Therefore my first idea was to use two maps for the two kinds of lookup you need: country by ISO-3166-alpha2 and country by ISO-3166-alpha3. So instead of your single countries map, I prefer to have these two maps:

const countryByIso2 = {};
const countryByIso3 = {};

These are currently empty but will be filled soon.

function init() {
    const countryCodes = [
        ['US', 'USA'],
        ['UK', 'GBR'],
        ['CA', 'CAN'],
        ['AU', 'AUS'],
        ['PR', 'PRI'],
        ['GB', 'GBR']
    ];

    const overrides = [
        ['GB', 'UK'],
        ['CA', 'US']
    ];

    for (let country of countryCodes) {
        countryByIso2[country[0]] = country;
        countryByIso3[country[1]] = country;
    }
    for (let override of overrides) {
        let from = countryByIso2[override[0]];
        let to = countryByIso2[override[1]];
        countryByIso2[from[0]] = countryByIso2[to[0]];
        countryByIso3[from[1]] = countryByIso3[to[1]];
    }
}

init();

In this function I have removed all the unnecessary data and left just the country codes. There are two configuration sections. The first is the mapping you already know. The second are the overrides that you wrote in the if clauses of your getCountry function.

After the first part of the initialization, countryByIso2['CA'] contains ['CA', 'CAN']. But when the overrides are done, they overwrite the existing map entries. This means that after the initialization you can inspect the countryByIso2 object and quickly see what you will get.

What's missing is the actual lookup.

function lookupCountry(code) {
    if (!code) {
        return null;
    }
    let upperCode = code.toUpperCase();
    return countryByIso2[upperCode]
        || countryByIso3[upperCode];
}

function getCountry(i18nHeader, i18nQuery) {
    return lookupCountry(i18nHeader)
        || lookupCountry(i18nQuery)
        || countryByIso2['US'];
}

In total, this code is longer than yours, but it uses only very few and very fast operations. It is suitable for country lists of several thousand. Your code on the other hand walks through all entries (lookupCountry) and takes a long time when the data grows.

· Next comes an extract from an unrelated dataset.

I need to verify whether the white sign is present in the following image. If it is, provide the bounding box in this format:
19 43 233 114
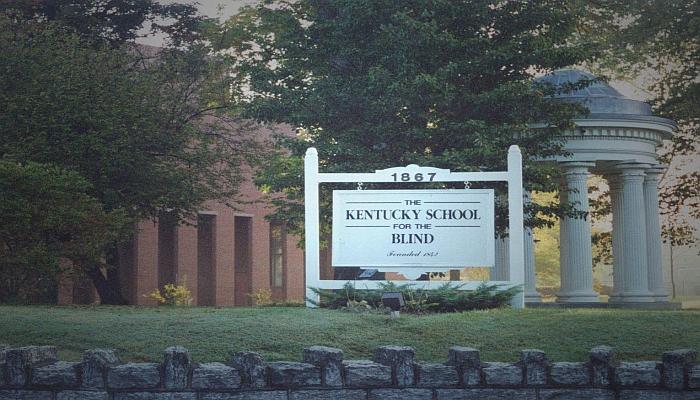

There's another difference. If i18nHeader is set to some unknown value, your code returns undefined while my code returns the US country codes.


The next topic is putting your code into its own namespace. After the above definitions, all parts of the code (even those you didn't write) can access the init function, the countryByIso2 tables, the lookupCountry function. But these are meant to be internal to your code and should not be seen by any unrelated code.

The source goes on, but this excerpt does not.